These Are the 4 Possible Outcomes of Judge Gorsuch’s Confirmation Hearings
Confirmation hearings for Neil Gorsuch, President Donald Trump’s Supreme Court choice, will begin Monday, with the process culminating in one of four likely outcomes.
Gorsuch, a 49-year-old federal appeals judge, could potentially see these outcomes as his confirmation process unfolds:
- He is confirmed with at least 51 votes after there are 60 votes to end debate, ending the threat of a filibuster.
- He is confirmed with at least 51 votes if Republicans choose to implement the nuclear option.
- He is confirmed with at least 51 votes after Republicans use the two-speech rule, a Senate rule that mandates the Senate stay in the same legislative day until filibustering senators give up on their efforts.
- His nomination is withdrawn by Trump.
Rachel Bovard, director of policy services at The Heritage Foundation and a former Senate aide, told The Daily Signal in an email that Gorsuch will likely get 60 votes to end debate “mostly because [Democrats] can’t seem to muster serious objections to him.”

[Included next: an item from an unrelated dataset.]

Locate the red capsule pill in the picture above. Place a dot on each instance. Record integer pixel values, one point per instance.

Senate Majority Leader Mitch McConnell, R-Ky., has made it clear that he intends to confirm Gorsuch in the near term, telling Politico, “We’re gonna confirm him before the April recess.”

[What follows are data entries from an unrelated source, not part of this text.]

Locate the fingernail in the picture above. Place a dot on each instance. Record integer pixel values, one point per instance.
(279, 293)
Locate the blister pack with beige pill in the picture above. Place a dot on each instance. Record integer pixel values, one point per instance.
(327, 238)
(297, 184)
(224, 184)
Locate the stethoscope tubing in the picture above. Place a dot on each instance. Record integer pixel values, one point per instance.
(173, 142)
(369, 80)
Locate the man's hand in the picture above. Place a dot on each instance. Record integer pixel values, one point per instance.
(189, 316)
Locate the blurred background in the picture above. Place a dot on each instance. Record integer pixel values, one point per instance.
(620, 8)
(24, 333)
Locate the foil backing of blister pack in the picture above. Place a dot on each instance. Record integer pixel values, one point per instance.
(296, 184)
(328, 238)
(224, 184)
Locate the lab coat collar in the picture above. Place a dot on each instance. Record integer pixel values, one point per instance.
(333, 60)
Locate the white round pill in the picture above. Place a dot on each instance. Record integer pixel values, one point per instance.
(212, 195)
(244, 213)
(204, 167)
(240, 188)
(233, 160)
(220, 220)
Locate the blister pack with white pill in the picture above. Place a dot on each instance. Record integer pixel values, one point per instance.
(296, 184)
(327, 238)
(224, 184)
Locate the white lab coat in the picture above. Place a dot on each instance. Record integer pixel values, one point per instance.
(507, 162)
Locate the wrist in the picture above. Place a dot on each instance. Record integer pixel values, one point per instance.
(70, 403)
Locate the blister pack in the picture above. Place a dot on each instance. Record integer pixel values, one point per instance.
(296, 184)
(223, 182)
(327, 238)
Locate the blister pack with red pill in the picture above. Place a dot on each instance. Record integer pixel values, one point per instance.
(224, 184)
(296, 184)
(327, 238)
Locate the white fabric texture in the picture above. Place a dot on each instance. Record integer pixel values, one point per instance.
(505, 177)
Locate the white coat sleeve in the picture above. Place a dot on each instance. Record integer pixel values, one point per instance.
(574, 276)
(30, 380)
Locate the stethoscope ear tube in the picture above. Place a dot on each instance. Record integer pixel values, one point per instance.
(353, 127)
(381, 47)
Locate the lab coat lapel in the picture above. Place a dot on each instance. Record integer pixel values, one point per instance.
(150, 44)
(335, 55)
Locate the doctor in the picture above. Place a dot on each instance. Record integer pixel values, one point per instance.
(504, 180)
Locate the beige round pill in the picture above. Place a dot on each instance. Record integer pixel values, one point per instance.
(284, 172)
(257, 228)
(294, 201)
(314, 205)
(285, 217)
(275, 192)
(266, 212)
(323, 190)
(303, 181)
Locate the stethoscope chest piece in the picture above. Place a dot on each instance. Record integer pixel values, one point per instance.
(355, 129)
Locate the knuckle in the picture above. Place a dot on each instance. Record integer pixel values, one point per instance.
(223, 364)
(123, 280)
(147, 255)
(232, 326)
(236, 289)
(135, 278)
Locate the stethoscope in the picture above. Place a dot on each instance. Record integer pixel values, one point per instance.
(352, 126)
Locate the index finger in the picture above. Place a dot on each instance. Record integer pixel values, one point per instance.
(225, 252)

If Republicans use the nuclear option or the two-speech rule, the 60-vote threshold to end debate would be waived and just one vote with 51 senators voting in the affirmative would be required, according to Bovard.
A report from James Wallner, a former Senate aide and group vice president for research at The Heritage Foundation, and Ed Corrigan, executive director of the Senate Steering Committee and a former group vice president for policy promotion at The Heritage Foundation, explained how the two-speech rule works:
Minority obstruction may be curtailed by strictly enforcing Rule XIX (the two-speech rule) on the Senate floor. Doing so simply requires the Senate to remain in the same legislative day until the filibustering members have exhausted their ability to speak on the nominee in question. This is the point at which those members who are committed to blocking that nominee’s confirmation have given the two floor speeches allotted to them under Rule XIX. Once this point is reached, the Presiding Officer may put the question (call for a vote) on confirmation. The support of a simple majority of the members present and voting is sufficient for confirmation.
John Malcolm, the director of the Edwin Meese III Center for Legal and Judicial Studies and a senior legal fellow at The Heritage Foundation, told The Daily Signal in an email that he thinks it is “highly likely that Gorsuch will get 60 votes to invoke cloture and bring his nomination to the floor of the Senate for an up-or-down vote.”
Anthony L. François, a senior attorney at the Pacific Legal Foundation, also says he believes this is the likeliest scenario.
“My expectation is that Democrat leadership in the Senate will insist on a cloture vote for Judge Gorsuch’s nomination, but that the motion will receive 60 votes, and that he will then be confirmed with a range of 55 to 60 votes,” François said in an email to The Daily Signal.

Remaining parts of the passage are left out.